There are five steps with which you can define a tailored preform design for your application:
1. The right core material for your application
The core material defines the absorption within the final fiber. Therefore, the first step is to choose the right core material depending on the wavelength you want to use. Beside the operational wavelength other conditions like radiation hardness, low solarization or cost targets can determine the best solution for you.
Wavelength range
Low solarization
Radiation resistant
Cost sensitive
Type
Comment
UV 185 - 580
•
SSU / SSS
UV 185 - 580
•
SBU / SBS
UV 308
SXU / SXS
Optimized for 308 mm
UV 190 - 580
•
SOU / SOS
UV - IR 300 - 2,200
•
STU-D / STS-D
IR 700 - 2,200
SWU / SWS
2. Define the optimum guiding layer thickness
To guide the light in your fiber, as rule of thumb the fluorine doped cladding layer with a lower refractive index should have ten times the wavelength you want to operate in the final fiber. If the layer is thinner, you will face guiding losses. The ratio of fiber outer diameter to core diameter is called the Clad to Core Diameter Ratio (CCDR) and is an important parameter describing a fiber design. Keep the fluorine doped layer thickness at a minimum to guide your light. Excess layer thickness will impact your fiber cost.

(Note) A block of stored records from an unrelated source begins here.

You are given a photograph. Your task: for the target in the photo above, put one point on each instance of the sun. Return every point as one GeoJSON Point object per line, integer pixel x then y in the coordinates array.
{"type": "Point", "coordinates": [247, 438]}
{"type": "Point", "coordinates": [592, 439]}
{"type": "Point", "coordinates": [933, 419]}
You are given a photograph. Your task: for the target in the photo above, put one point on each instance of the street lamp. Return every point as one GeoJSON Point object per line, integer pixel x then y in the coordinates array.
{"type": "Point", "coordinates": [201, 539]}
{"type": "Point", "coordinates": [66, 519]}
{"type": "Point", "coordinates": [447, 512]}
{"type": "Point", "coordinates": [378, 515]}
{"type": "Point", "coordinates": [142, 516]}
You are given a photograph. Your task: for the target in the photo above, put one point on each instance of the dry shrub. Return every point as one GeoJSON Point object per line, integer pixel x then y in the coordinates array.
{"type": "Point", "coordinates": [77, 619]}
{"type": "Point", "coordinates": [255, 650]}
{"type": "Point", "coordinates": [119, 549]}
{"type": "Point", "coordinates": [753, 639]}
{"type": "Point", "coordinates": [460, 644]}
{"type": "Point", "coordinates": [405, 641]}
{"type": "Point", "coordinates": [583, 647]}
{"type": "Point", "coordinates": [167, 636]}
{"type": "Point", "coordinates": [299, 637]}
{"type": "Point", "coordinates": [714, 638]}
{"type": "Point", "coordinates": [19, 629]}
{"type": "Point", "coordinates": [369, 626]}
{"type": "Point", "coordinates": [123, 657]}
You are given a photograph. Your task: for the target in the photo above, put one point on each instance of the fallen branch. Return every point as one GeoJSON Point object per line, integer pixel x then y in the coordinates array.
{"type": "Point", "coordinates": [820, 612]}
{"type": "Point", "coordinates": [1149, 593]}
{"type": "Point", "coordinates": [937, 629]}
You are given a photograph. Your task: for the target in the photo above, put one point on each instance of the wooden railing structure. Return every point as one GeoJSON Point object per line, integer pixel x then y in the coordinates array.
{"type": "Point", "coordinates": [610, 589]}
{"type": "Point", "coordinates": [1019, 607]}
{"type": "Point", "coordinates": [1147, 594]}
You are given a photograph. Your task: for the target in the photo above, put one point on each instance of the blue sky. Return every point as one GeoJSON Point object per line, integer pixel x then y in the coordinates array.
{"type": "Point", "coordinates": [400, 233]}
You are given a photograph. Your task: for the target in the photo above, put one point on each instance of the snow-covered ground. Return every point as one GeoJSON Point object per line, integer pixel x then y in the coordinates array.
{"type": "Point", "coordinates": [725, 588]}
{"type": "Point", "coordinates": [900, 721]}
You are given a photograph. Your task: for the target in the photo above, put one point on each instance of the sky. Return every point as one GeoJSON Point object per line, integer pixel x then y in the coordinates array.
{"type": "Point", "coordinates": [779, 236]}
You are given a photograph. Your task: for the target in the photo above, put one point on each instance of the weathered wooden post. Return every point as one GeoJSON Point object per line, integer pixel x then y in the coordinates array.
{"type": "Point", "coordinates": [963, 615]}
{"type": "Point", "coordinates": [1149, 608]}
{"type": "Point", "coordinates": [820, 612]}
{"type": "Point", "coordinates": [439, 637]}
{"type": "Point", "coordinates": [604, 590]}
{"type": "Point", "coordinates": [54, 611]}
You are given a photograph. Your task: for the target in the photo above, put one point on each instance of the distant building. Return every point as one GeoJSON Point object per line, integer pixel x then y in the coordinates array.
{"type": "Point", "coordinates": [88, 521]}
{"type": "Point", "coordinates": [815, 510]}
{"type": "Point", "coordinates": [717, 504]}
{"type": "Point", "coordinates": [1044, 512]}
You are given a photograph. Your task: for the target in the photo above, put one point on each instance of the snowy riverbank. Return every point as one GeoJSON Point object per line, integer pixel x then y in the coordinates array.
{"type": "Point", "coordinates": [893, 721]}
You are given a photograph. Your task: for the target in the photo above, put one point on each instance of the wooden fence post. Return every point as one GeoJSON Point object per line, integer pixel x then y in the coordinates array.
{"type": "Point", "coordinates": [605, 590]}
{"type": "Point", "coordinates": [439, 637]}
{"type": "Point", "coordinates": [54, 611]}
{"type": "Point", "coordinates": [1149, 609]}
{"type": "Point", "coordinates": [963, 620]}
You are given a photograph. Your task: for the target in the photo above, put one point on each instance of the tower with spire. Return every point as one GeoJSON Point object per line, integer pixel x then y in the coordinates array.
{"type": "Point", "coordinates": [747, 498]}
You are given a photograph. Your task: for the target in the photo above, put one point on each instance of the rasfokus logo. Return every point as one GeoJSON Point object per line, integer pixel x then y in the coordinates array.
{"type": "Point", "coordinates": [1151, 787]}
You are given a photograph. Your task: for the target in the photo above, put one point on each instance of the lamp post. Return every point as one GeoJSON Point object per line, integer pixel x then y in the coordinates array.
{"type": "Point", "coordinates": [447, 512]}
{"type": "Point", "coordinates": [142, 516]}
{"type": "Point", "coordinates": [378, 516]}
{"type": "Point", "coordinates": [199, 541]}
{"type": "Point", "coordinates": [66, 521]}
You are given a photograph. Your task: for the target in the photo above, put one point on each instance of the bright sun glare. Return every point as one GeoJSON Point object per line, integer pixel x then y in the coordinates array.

3. Tailor the guiding properties with the numerical aperture
For the fiber guiding properties, the numerical aperture (NA) is another key element. The numerical aperture describes the acceptance angle of your fiber and the angle of total internal reflection in your fiber. The fiber NA should match with the NA of your light source.
Our standard NA is 0.22 which is common in the fiber world. We can adjust the NA to your needs up to 0.3 with an all-silica fiber.
Type
NA
NA
Standard
0.22 ± 0.02
H
High
0.26 ± 0.02
SH
Super High
>> 0.26
L
Low
< 0.2
Fiber bending influences the NA of a fiber by changing the conditions of the total internal reflection and mechanical stress which influences the refractive index profile. A higher NA can help avoid bending losses when the fiber needs to be bent tightly.
4. Optimize the beam profile with an adjusted core shape
A standard round fiber with a round core area will have a Gaussian beam profile with the highest intensity in the center and the lowest at the outer edges. If you need a homogeneous beam profile, a shaped core could be a solution because a non-circular shape causes mode mixing in multimode fibers. This transforms the Gaussian profile into a homogeneous top-hat profile. A shaped core region could also help you match your core cross-section to the cross-section of your light source.
5. Guide the light in different areas as you need
Light can be guided not only in a central core but also in different areas of the fiber through the application of multiple layers. For instance, one can use a ring instead of the core or direct the light in opposite directions or wavelengths in different areas. In designing optical fibers, only a layer with a lower refractive index is required between the different guiding regions. We support you with our flexible processes in the implementation of even complex fiber designs.